People are more cooperative when they’re smiling or laughing. The State of Florida, for example, got a lot more compliance when they changed their signs from “No Smoking” to “Florida is a clean indoor air state. But dirty air is available in designated areas.”
Along similar lines, Ramona Gaines found it was a lot easier to cooperate when she was smiling. She was rushing to a meeting after she had finished teaching her class. As she glided past a stop sign, she immediately saw a police car and its flashing red light. She pulled to the curb, relieved that the young officer was a former English student of hers. She thought she was off the hook, but the officer gently said, “Sorry, Mrs. Gaines. That sign was a period, not a comma.” A little humor goes a long way.
2. Ask for what you want.
Most people don’t like to cooperate with pushy, demanding, or whining people. Most people want to be asked in a caring, humble, and straight-forward manner.
It’s like the 16-year-old boy who worked at a Ford dealership until 6:00 PM every school day and put in twelve hour days during the summer. Part of his job was taking off the hubcaps at night so they wouldn’t be stolen. One day, carrying an armful of hubcaps, he almost bumped into the new general manager and dropped all the hubcaps. The boy was fired on the spot.
Desperate for a solution, the boy wrote to Henry Ford II. He explained what happened, said his family was a loyal Ford family, and when he was old enough he was going to buy a Mustang. He asked for his job back. Eventually, the dealer called the boy and said, “I don’t know who you know in Detroit, but if you want your job back, you got it.” The boy had learned to ask for what he wanted.
3. Do a favor first.
That same boy, later in college, wanted to work at a Rolls Royce dealership, but the owner said there were no openings. So the boy started washing cars there anyway. When the owner noticed the young man and asked what he was doing, the young man simply said he was working there until he was hired. He was.
That young man’s name was Jay Leno.
4. Notice the other person’s good work.
I’ve been speaking around the world for 20 years, and I still hear the same complaint I heard back in the early days of my career. Employees complain they can do a hundred things right and not hear a thing about it. They do one thing wrong and someone’s right on their back.
When I ask managers about this complaint, I get several responses. Some say, “Yeah, I know I should be giving out more praise, but I just forget,” or “I’m too busy.” The more cynical ones say, “Look, I pay people to do their jobs. I don’t have to praise them.”
No, you don’t have to praise your employees, or your colleagues, for that matter. But let’s get right to the bottom line. People will work harder and accomplish more with a paycheck and praise than they will with just a plain old paycheck.
So there’s a payoff when you notice the other person’s good work.
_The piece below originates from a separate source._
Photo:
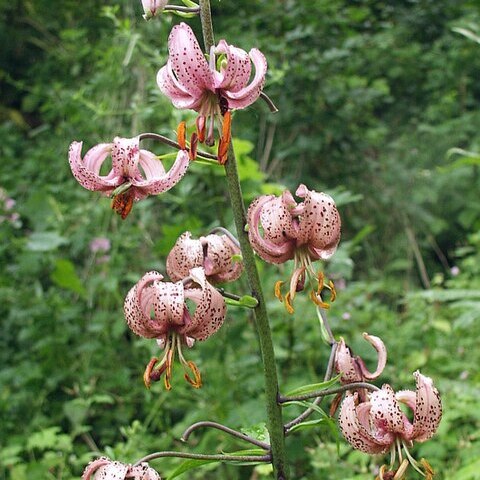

They give you more of their cooperation in return.
To make sure you don’t forget to use this powerful strategy, put five pennies in your left pocket, and each time you give a compliment, move a penny from your left pocket to your right pocket. When all five pennies are in your right pocket, you’ve accomplished your mission.
You can get others to willingly do what you want if you implement these strategies and all the other ones I outline in my program on The Power of Partnership. Just remember, a loser wants his way. A winner makes his way.